Syrian-Kurdish Forces Retake Part of Prison Held by ISIS
BAGHDAD — U.S.-backed Syrian Kurdish forces said they regained control Monday of part of a prison in northeast Syria that Islamic State fighters had held since an attack on Friday.
The prison houses thousands of suspected ISIS fighters along with almost 700 boys, who were being used by ISIS as human shields.
The regional force, the Syrian Democratic Forces, said that they had recaptured one of the prison’s three buildings in a dawn raid on Monday and that about 300 Islamic State fighters had surrendered.

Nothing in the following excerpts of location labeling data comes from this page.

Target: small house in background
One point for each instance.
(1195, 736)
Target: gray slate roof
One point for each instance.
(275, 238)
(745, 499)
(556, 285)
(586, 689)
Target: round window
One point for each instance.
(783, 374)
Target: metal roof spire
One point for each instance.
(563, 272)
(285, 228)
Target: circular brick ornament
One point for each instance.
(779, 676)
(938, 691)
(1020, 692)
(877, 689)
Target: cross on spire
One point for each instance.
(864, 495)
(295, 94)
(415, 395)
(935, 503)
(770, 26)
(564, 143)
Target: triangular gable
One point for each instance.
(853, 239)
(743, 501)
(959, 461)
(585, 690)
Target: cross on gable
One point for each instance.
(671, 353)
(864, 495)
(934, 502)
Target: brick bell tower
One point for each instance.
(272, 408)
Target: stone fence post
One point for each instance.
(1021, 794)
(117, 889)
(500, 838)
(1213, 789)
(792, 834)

“Our forces raided at five o’clock this morning and took control of one of the prison buildings in which these mercenaries were holed up,” the S.D.F. said in a statement.

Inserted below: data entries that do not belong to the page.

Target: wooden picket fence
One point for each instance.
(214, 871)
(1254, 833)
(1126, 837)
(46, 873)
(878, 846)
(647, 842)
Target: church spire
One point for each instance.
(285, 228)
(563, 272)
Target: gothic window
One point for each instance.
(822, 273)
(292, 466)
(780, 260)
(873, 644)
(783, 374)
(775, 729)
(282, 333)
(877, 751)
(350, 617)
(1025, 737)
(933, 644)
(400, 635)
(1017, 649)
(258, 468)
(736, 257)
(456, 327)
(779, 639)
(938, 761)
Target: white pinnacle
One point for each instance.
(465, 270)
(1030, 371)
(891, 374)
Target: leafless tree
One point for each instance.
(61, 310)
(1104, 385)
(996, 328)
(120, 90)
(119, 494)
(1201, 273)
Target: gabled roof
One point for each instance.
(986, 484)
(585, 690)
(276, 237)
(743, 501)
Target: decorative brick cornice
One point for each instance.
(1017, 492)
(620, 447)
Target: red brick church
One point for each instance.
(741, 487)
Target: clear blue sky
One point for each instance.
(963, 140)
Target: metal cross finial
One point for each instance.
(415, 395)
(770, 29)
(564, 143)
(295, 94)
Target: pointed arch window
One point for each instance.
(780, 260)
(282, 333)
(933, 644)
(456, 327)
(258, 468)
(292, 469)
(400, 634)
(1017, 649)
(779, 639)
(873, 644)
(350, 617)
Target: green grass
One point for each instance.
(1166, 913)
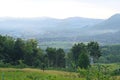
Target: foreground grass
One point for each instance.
(36, 74)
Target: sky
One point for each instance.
(59, 8)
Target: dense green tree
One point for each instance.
(76, 51)
(51, 53)
(94, 51)
(60, 58)
(32, 52)
(84, 61)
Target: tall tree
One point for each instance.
(60, 58)
(94, 51)
(76, 51)
(51, 53)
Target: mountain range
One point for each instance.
(73, 29)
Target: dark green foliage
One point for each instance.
(84, 61)
(79, 56)
(56, 57)
(110, 54)
(94, 50)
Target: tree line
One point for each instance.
(28, 52)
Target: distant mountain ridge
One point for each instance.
(74, 29)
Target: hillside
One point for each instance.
(74, 29)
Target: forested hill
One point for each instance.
(74, 29)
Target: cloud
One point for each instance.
(58, 8)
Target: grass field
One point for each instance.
(37, 74)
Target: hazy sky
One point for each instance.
(59, 8)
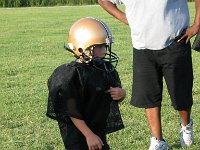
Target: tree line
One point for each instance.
(30, 3)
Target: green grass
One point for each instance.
(31, 46)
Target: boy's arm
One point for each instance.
(113, 10)
(93, 141)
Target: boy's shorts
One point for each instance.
(174, 63)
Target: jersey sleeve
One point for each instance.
(65, 94)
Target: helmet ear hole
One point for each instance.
(80, 50)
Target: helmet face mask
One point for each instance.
(87, 33)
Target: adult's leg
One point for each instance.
(154, 119)
(185, 116)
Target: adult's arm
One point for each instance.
(113, 10)
(191, 31)
(93, 141)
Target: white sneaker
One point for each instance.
(158, 144)
(187, 134)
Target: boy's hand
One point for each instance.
(117, 93)
(94, 142)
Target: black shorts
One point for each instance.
(174, 63)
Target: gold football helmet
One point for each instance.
(84, 34)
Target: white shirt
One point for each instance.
(155, 23)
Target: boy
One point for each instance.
(83, 95)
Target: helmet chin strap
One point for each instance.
(66, 47)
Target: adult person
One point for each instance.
(160, 34)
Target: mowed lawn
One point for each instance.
(31, 46)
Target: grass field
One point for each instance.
(31, 46)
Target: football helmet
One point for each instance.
(84, 35)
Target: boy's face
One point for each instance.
(99, 51)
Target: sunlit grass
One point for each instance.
(31, 46)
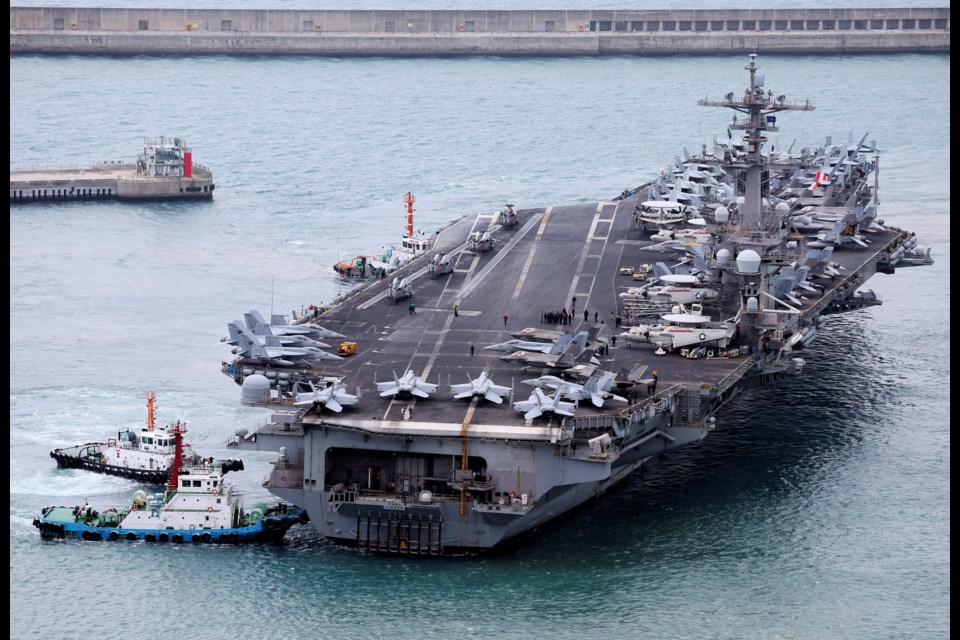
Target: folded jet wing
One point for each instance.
(481, 387)
(409, 384)
(333, 397)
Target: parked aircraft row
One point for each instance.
(551, 394)
(278, 343)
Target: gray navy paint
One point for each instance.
(794, 237)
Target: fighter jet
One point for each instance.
(564, 361)
(271, 352)
(410, 384)
(540, 403)
(278, 325)
(551, 348)
(481, 387)
(536, 334)
(333, 397)
(262, 331)
(596, 388)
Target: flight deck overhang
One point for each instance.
(422, 430)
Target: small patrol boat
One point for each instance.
(146, 456)
(197, 506)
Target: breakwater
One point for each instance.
(136, 31)
(107, 181)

The Rojava Information Center, run by pro-Syrian Kurdish activists, said part of the complex was still under ISIS control.
It was not clear how many ISIS fighters remained, or whether the boys were still being held hostage.
The United States has launched Apache helicopter airstrikes over the past three days to try to break the siege, killing an unknown number of prisoners.
The inmates include boys as young as 12, including Syrians, Iraqis and about 150 non-Arab foreigners. Some were transferred to the prison when they were deemed too old to remain in detention camps that held families of Islamic State suspects.